Now, five months shy of 25, he's already worked with Austrian master Michael Haneke (on Funny Games), Danish provocateur Lars Von Trier (Melancholia), and American renegade Gregg Araki, who drew from Corbet a classic, wrenching performance as a UFO-obsessed, sexually abused teen in 2004's Mysterious Skin.

It all started when a relative, “probably my uncle, yeah, let's give him the credit,” took seven-year-old Brady to an open-call audition in Colorado for Alfonso Cuarón's contemporary adaptation of Great Expectations. The day landed him a manager and an agent, and a series of “tiny, nothing roles” on sitcoms and kids' shows. Corbet turned 13 on the set of his first feature, the aptly titled Thirteen, in which he played Holly Hunter's son. He's has been making movies nonstop ever since, and that, Corbet admits, was definitely a planned trajectory.

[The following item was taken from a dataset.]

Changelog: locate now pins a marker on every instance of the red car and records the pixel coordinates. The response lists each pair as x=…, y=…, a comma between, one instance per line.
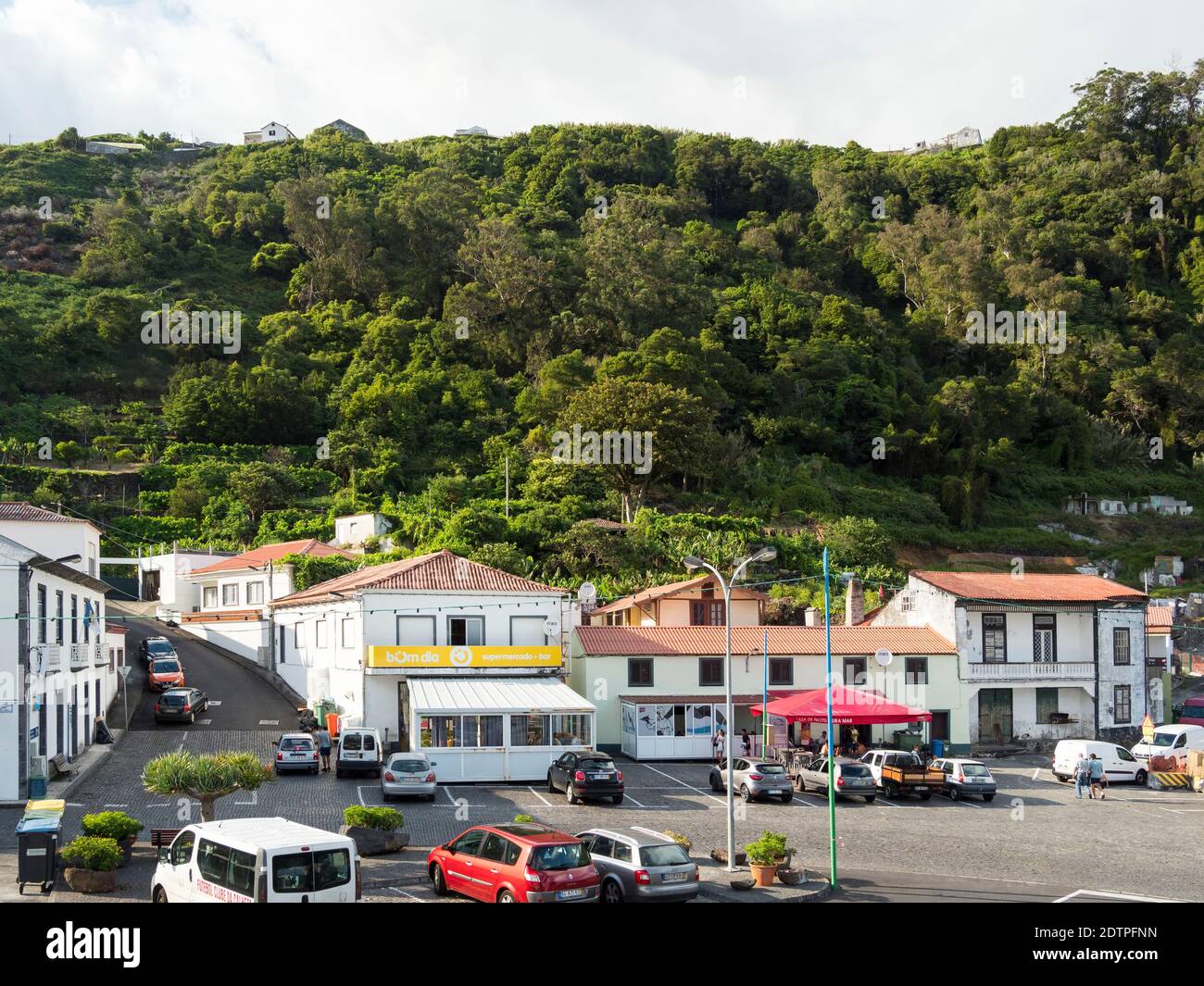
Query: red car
x=165, y=673
x=514, y=865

“They let me go to that audition,” he says, “because I was a cinephile right out of the womb. I was watching Orson Welles and Jean Vigo films at a ridiculously young age. My mother loved movies, and was a Francophile, and wanted to give me an education through film. But after working for a while, I realized that acting was only satisfying about 30 percent of what interested me about the filmmaking process. Somewhere around age 17 I started to realize that if I'm very particular about the people I work with, then I can have the best sort of master class possible.”

That strategy continues to pay off, but it hasn't all been golden. There are roles Corbet isn't thrilled to have taken, mostly in TV. “People would say, 'Hey, suck it up. Do this thing and then you'll be able to do whatever you want.' At a certain point,” he says, “I realized that work doesn't beget work. Good work begets work. So I got a lot more patient, and stopped worrying about working all the time.” There's irony here, as Corbet appears to jump from project to project, often with his passport in hand. “It won't always be easy, but Brady's always going to work,” Campos predicts, “and only on films he really wants to do.”

“Fame is one of the potential hazards of this job, but I really just want to make movies,” Corbet says. “I want to be respected, sure. Who doesn't? But famous-famous? I just don't care about it. And if you genuinely don't give a damn about that stuff, you really are free.” And with that, Brady Corbet begs off. He has a boat to catch, only this time, he promises, no diving off the side.